For whatever reason, God sovereignly chose to not act alone through human history. Instead, His will can be stated as the desire to be in cahoots with us in a grand adventure. Dr. Dallas Willard, one of today’s greatest Christian thinkers (dubbed “America’s C.S. Lewis”), puts it this way:

God’s intent was to have a kingdom in which we are significantly involved. That is the eternal as well as the temporal plan. Every human being, wherever they may be, is given the opportunity to enter into a companionship, a working relationship with God. The kingdom of God is what God is doing. And his plan was that he would be doing many things with us.”

To join God in this relationship and become an active, productive citizen of His kingdom is the essence of biblical salvation. It is, simply, life with God.
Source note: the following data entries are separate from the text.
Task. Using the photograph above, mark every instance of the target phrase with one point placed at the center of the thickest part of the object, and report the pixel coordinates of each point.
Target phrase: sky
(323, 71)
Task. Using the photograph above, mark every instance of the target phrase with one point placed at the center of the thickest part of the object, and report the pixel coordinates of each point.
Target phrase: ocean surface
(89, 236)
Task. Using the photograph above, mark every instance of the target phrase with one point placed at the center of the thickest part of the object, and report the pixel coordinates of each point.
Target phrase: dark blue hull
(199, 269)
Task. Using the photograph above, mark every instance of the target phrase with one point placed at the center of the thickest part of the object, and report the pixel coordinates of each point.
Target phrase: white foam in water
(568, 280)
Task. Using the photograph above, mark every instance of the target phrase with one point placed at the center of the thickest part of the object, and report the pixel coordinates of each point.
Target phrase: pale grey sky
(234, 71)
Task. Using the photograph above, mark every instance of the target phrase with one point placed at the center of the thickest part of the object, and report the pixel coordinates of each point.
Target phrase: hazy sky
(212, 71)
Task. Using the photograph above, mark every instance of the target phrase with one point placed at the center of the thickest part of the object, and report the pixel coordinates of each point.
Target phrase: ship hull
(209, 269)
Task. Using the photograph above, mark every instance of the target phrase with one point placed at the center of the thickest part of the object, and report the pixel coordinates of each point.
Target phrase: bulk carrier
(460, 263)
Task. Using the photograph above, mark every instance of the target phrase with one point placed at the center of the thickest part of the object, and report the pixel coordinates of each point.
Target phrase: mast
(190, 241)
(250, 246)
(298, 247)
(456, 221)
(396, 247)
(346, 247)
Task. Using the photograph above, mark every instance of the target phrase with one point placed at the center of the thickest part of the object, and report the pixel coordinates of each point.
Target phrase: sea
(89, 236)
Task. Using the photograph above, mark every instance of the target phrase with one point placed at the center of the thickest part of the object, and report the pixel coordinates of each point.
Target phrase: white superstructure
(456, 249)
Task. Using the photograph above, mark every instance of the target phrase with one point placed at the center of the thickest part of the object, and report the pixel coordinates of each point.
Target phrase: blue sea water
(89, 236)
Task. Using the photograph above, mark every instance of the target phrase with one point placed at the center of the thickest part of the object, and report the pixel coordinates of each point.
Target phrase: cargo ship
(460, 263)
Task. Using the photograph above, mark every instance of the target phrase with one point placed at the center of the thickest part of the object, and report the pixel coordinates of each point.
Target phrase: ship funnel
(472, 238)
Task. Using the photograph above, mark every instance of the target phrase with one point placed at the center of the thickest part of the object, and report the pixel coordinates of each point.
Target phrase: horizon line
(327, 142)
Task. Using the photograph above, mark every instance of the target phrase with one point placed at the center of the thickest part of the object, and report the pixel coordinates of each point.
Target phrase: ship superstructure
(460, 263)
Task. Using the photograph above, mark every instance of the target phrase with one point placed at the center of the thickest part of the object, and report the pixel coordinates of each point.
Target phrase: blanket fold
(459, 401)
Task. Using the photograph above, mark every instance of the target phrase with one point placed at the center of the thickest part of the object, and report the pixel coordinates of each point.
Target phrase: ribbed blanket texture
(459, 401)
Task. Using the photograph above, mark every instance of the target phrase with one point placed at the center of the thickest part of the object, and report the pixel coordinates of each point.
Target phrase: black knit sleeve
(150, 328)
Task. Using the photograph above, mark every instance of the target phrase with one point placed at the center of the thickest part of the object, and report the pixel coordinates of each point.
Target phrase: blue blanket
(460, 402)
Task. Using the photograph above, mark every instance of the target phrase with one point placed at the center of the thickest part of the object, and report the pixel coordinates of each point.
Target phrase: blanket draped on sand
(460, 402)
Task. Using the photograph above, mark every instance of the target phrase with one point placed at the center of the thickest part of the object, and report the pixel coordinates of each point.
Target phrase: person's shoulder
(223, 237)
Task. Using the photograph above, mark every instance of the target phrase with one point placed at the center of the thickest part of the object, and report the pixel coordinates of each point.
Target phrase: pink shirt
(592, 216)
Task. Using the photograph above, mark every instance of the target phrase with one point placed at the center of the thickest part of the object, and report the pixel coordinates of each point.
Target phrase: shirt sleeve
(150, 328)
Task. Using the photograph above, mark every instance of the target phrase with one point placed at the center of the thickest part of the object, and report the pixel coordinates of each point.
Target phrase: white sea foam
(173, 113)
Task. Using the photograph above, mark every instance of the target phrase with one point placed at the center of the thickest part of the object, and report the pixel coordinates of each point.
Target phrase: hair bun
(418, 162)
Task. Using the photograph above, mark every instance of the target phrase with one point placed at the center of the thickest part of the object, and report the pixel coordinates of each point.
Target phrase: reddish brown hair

Surely, Jesus didn’t come just to be a living showcase of sinless perfection we’ll never match or relate to! He came to lead us into a noble character like his (ergo, Christ-likeness) that can love neighbor and self the way he did. It requires practice. “Why do you call me Lord, Lord and don’t do what I say?” (Luk. 6:46)

God originally placed Adam in the Garden to work and take care of it. (Gen. 2:15) Even though our little garden plots are no longer located in Eden, that intent hasn’t changed. Work is God’s idea. Despite His curse upon the “ground” (it isn’t on Adam and Eve!), work is still good, right, holy, empowering, and rewarding when we’re in cahoots with God. Fear of “works” isn’t.